Who has permission to get the roles of a user ID?

Hi there,

Can you tell me which users/roles have the permissions to list the roles of another user ID? Is it only the SUPER_ADMIN role that can do this?

I’m talking about this API call: https://developer.okta.com/docs/reference/api/roles/#list-roles-assigned-to-a-user


Group Admin can, if your user is in a specific group and the admin manages it. Also Org Admin, who has broader privileges, than Group Admin. Read Only admin can see the same.

What role does a user need to query the roles of a user in the Everyone group?

I just played around with this a bit and it looks like the SUPER ADMIN role is the only role that can make successful calls to the following APIs.

Get current user: https://developer.okta.com/docs/reference/api/users/#get-current-user
List roles assigned to a user: https://developer.okta.com/docs/reference/api/roles/#list-roles-assigned-to-a-user

Is that expected behavior? SUPER ADMIN seems like a highly privileged role to perform these actions :thinking:

Get Current User is most often used in CORS requests. When making the request via AJAX, the session cookie set by Okta in the browser once the user authenticates can be used to fetch information about this logged in user.

If you supply an API Token when making this request, the information you get back will be about the admin issued the token. Since a session cookie is being used, make sure you are not using a browser that blocks 3rd party cookies.
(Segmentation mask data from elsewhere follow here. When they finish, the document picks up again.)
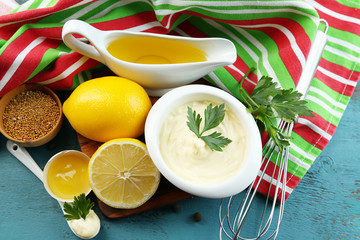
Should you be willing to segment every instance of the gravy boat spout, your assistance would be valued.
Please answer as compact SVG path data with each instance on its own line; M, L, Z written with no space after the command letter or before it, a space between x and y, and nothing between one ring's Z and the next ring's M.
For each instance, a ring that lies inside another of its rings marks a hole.
M92 45L73 34L83 36ZM153 91L189 84L233 64L237 58L234 44L224 38L102 31L80 20L66 22L62 38L74 51L104 63L118 76Z

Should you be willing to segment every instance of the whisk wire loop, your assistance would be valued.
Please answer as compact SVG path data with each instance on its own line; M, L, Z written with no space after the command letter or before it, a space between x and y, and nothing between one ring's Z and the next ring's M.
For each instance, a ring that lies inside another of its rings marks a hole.
M282 121L279 124L279 128L283 133L289 134L291 133L293 123L286 123ZM266 194L266 200L264 204L264 208L262 211L261 221L260 221L260 227L257 233L257 236L255 238L243 238L239 234L244 226L245 219L248 216L248 213L251 209L251 205L254 201L255 194L261 184L261 181L265 177L265 170L267 169L268 165L270 164L270 161L267 161L267 159L271 159L273 154L277 153L275 165L279 167L279 171L277 175L275 174L275 171L272 172L272 175L270 177L270 183L273 183L275 186L275 193L274 193L274 199L277 198L279 191L281 191L280 194L280 210L278 215L278 222L275 230L270 234L270 236L267 239L271 239L272 237L277 236L278 229L280 227L280 222L282 220L283 216L283 210L285 205L285 197L286 197L286 177L287 177L287 157L288 157L288 147L285 147L282 151L279 151L277 146L272 141L268 141L267 144L263 148L263 158L262 158L262 165L263 170L259 172L257 180L254 180L251 184L251 186L247 189L244 197L242 198L241 204L237 208L237 211L234 216L234 222L231 223L230 219L230 209L232 208L232 205L234 204L236 198L238 195L231 196L227 203L227 208L224 216L222 217L222 205L224 204L224 199L222 199L220 208L219 208L219 219L220 220L220 239L222 236L222 232L225 233L225 235L229 239L244 239L244 240L256 240L261 237L263 237L269 230L271 223L273 221L274 211L276 207L276 200L272 201L271 206L269 206L269 202L271 201L270 193L272 191L272 188L270 187L268 189L268 192ZM268 217L266 218L267 209L270 208L270 213L268 214ZM226 220L226 223L229 226L231 234L229 234L225 230L224 222Z
M299 79L297 85L297 91L302 93L301 99L305 99L307 91L310 87L311 81L315 74L317 65L319 63L321 54L325 48L327 42L327 30L329 28L328 23L320 19L320 22L325 25L324 31L318 30L313 45L310 49L308 60L304 66L303 73ZM281 120L278 124L278 128L281 133L291 136L292 130L294 127L294 122L286 122ZM290 142L291 144L291 142ZM287 168L288 168L288 159L289 159L289 146L283 146L282 149L279 149L275 143L270 139L265 146L263 147L263 158L261 162L262 169L260 169L257 178L250 184L247 189L243 199L236 209L235 216L231 218L231 208L234 205L234 202L238 195L231 196L228 198L228 203L226 205L226 212L224 216L222 215L222 208L225 205L225 200L223 199L219 207L219 221L220 221L220 239L222 239L223 233L227 238L236 240L257 240L262 237L265 239L276 239L280 223L283 219L284 209L285 209L285 200L286 200L286 188L287 188ZM276 154L276 155L274 155ZM274 160L275 159L275 160ZM274 170L272 171L271 176L266 174L271 170L268 170L269 164L272 162L274 165ZM275 173L277 171L277 174ZM269 183L269 188L266 194L266 200L264 208L261 215L261 220L259 223L259 228L257 231L257 236L254 238L245 238L240 236L240 232L244 227L245 219L249 215L251 205L254 202L255 194L258 191L262 181ZM272 194L274 192L274 194ZM273 198L271 198L271 196ZM270 201L272 201L270 206ZM267 233L270 229L270 226L274 220L275 207L276 203L279 203L279 210L277 214L277 222L275 224L275 229L271 233ZM270 208L270 210L269 210ZM232 222L232 220L234 220ZM227 226L224 224L227 223ZM230 230L230 232L227 231Z

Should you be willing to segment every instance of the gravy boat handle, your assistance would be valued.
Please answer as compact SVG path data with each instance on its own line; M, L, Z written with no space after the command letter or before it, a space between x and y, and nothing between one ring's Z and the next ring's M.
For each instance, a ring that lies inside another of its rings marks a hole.
M81 53L89 58L93 58L101 63L105 63L94 46L101 45L100 37L102 31L92 27L90 24L80 20L69 20L64 24L62 30L62 39L64 43L72 50ZM88 39L94 46L86 44L75 38L72 34L79 34Z

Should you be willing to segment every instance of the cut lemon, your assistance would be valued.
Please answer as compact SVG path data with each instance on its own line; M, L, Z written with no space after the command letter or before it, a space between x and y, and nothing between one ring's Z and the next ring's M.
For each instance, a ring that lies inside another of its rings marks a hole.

See if this works for you:

  1. In one tab, log directly into Okta as an end user
  2. In another tab in the same browser (again, using a browser that is not set to block 3rd party cookies/cross-site tracking), navigate to the endpoint: https://org.okta.com/api/v1/users/me

You should see a JSON response with information about the currently logged in user, no API token required!

As for the administrator roles, the only people that can Add, Modify, and View other administrators are Super Admins, as noted in this admin role chart.

Thanks for your comprehensive reply!

This topic was automatically closed 24 hours after the last reply. New replies are no longer allowed.